Talking to a friend recently about hiring, I did what I have a habit of doing: try and give advice. Heck, this blog started off as a way of documenting my journey to getting accepted into a top-flight MBA program but quickly turned into talking about how tough finance is and giving advice. Lots of it. I seem to have ‘ask me advice / street directions’ written on my forehead.

It’s easy to give advice. To tell people what worked and what didn’t. And a lot of the time advice can be very helpful. And it’s addictive to read advice (‘Top 10 things I wish I’d known before I started writing this blogpost’). But recently, husband came home with what is probably the best piece of advice I’ve heard in a while and that made me rethink giving and taking advice: ‘Never trust advice from people with only 1 child, since they attribute everything they’ve done or not done to how that child is turning out. Not until you have a second one do you understand that sometimes this is how it works and sometimes it totally doesn’t.’
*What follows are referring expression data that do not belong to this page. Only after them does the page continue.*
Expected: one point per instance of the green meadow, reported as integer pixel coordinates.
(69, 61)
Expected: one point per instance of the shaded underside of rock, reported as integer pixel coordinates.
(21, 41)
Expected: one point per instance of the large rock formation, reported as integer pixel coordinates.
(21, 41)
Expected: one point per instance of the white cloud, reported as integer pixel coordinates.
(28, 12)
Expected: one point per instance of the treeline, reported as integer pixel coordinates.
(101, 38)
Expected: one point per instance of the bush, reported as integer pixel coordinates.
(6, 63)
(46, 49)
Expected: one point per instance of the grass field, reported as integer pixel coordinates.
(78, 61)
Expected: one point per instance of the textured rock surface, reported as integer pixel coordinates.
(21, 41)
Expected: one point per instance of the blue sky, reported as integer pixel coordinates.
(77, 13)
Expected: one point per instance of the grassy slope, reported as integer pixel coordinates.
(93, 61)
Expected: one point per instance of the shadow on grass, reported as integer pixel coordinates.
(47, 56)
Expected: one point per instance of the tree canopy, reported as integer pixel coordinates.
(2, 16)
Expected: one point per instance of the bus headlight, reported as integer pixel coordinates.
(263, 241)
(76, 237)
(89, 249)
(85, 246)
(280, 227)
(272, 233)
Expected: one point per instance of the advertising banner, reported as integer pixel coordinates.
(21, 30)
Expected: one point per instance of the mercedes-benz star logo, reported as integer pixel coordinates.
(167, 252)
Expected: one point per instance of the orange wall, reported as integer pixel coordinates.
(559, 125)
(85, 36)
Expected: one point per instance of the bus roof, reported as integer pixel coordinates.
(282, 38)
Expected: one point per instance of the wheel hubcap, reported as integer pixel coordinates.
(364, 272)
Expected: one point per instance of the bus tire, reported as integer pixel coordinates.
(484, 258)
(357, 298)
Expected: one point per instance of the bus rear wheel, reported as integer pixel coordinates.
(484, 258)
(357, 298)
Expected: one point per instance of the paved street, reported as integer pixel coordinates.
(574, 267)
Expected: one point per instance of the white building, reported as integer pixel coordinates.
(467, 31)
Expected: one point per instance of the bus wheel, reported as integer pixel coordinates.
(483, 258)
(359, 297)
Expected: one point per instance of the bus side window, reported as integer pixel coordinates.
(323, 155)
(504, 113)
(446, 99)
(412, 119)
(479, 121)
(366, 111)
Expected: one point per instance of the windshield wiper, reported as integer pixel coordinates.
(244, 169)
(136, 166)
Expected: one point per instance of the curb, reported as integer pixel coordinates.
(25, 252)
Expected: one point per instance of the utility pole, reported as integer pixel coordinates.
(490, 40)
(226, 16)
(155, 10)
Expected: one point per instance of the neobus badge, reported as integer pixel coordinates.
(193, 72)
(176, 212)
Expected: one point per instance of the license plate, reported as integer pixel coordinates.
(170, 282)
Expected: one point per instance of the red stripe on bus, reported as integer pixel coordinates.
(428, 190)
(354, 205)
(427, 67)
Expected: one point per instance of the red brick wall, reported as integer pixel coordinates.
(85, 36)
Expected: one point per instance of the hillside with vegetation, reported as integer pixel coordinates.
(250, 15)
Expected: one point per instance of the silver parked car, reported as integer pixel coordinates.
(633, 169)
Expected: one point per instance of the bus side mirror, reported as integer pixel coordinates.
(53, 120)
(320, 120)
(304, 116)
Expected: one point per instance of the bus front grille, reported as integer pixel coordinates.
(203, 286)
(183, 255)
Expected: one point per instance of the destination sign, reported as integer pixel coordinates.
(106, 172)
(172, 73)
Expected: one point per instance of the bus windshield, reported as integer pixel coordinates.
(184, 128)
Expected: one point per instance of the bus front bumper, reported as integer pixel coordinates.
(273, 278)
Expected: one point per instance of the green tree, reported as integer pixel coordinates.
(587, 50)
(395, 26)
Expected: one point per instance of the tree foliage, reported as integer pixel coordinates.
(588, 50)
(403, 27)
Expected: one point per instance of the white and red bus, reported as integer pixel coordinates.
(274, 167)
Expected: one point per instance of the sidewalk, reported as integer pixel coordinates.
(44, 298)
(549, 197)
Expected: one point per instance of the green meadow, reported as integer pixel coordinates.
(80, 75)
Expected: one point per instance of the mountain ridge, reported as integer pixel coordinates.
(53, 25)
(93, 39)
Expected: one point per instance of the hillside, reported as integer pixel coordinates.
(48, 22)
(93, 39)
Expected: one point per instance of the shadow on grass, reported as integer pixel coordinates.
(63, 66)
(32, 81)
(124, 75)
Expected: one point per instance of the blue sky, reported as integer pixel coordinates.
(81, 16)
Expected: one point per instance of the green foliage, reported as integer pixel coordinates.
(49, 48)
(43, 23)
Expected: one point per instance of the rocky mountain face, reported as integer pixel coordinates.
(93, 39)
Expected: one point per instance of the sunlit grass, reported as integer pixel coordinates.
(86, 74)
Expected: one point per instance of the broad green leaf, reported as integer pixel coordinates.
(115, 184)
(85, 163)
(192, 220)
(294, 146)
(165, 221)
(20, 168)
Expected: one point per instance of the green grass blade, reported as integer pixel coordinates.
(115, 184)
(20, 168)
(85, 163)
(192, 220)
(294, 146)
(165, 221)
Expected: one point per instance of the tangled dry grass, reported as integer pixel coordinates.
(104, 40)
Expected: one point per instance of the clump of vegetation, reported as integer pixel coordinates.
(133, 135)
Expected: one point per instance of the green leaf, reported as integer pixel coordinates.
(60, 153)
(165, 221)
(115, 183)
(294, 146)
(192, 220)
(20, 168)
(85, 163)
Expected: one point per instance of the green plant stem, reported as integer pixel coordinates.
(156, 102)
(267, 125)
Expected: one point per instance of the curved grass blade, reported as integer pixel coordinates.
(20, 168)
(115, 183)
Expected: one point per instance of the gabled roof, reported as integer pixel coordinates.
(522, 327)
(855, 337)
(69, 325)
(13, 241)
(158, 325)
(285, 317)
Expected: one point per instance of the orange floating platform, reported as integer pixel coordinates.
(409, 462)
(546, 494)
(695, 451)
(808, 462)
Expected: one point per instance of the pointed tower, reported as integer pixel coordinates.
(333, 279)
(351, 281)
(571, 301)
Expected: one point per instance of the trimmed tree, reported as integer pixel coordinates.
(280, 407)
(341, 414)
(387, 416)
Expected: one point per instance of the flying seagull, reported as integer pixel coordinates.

And the more I think about that specific advice, and about advice in general, the more I think it’s true. It’s good to share experiences, and some advice is genuinely helpful. But a lot of it is what you personally went through and what worked and hasn’t worked for you at that particular time. But since no one else will be in exactly the same situation with exactly the same mindset and background, most advice won’t be applicable. Becoming a mama has really brought that home to me: there is almost no situation in life as conducive for people seeking advice and people desperately wanting to give / sell it to you at a time where you are probably at your neediest when it comes to wanting to desperately figure things out. And some of the advice helps. But most of it doesn’t and sometimes makes things worse (‘if this sleep method is so great, then why isn’t it working on my little one?’). It’s so tempting to believe that this doctrine, that guru or this book will be the be-all-and-end-all. And of course it never is. I don’t know what took me so long to get to that point but I’m here now.

So: less advice, more judgement when giving and taking it. Lesson learned. As you were.